Monday, May 14, 2007

The mother of all days

Another Mother's Day. This year's was uneventful, and that's not a bad thing really. So much stress lately, so many things going on, I just didn't have the energy to be excited about a day that was supposedly meant for those of us who've given birth.

I didn't ask for any gifts, I really just wanted to relax and have one day where I didn't have to worry about a million things. So that's what I got. But since The Boy's birthday always coincides with Mother's Day, it's hard for me to make it all about me.

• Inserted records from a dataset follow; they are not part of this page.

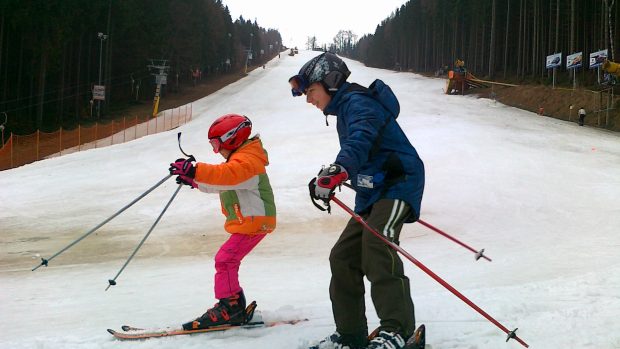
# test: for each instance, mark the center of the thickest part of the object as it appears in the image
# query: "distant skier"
(582, 116)
(247, 202)
(388, 176)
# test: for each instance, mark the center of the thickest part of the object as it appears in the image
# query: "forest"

The best news came last week, when we got approved for an apartment! Yes! That's all I really wanted. I cannot wait to move out of that house!!! I was looking around, trying to think of things that I would miss - the only thing I could come up with was the giant bumble bees who nest every spring in the wood on the back patio. But I won't miss them that much. It was funny to see them every year - it was a sure sign of spring when there would be a pile of wood shavings on the ground from where they had started burrowing out their a space for another season. And watching them try to find the exact location was always amusing. Other than that, I'm looking forward to city living, fresh paint, new carpet, and a landlord who will actually repair things when they break. I think I'm most excited about having a working oven and a bath tub, so I imagine the first thing I'll do when we move in is bake some cookies and take a bubble bath. No, I'll probably bake a cake, I've been promising the boyfriend one for a while.

So I'm back to having a million things to do. Transferring utilities, finding a moving company, packing and throwing out things that we don't need. The next few weeks will be crazy, but the end result will be so worth it.

Adios, Plano. Hello, Dallas.

The one thing I did get for Mother's Day was this - the mini-teen, Emily, wrote me a poem, and posted it on my Myspace comments. It brought a little tear to my eye. I thought it was amazing. Enjoy.

You were there at the first moment.
My first breath of air.
You held me as my eyes opened for the very first time.
I saw you. My protector.
You sheltered me from harm.
My mother; My savior.
My first day of school, allthough forever ago,
I remember vividly.
You walked me to class.
God, you looked so proud.
Second grade; I broke my arm.
You took me the hospital.
You were there for me.
All my life, you've been right here.
You watched me laugh. You watched me cry.
You saw me succeed. You saw me lie.
A new school. A new life. A new city.
You were there.
When they doubted me. When they doubted you.
You came through.
I don't care what they all say.
Let the world talk.
I'm still trying to be your little girl.
The one you always wanted.
You were there when he broke my heart.
The very first time.
You held me as I closed my eyes to cry.
As I finally saw the world for the first time; for what it really is.
Stay here mom.
Because one day, I'll be there for you.

3 Comments:

Blogger monogodo said...

We used Able Bodied Movers on a friend's recommendation when we moved to our current loft 2.5 years ago. They were great. They arrived early (they called ahead to make sure it was OK), they only slightly damaged one item (a cheap bookcase that I was able to fix), and had very reasonable rates.

I highly recommend them.

5/14/2007 12:59 PM  
Blogger Jenn said...

thanks Dan. I'll check them out. The three estimates I got were pretty reasonable.

5/16/2007 9:45 AM  
Blogger Jenn said...

Well, 4 time's a charm it seems. I'm going with Able Bodied, great price and they can get there early in the morning. Yippee! Thanks for the tip!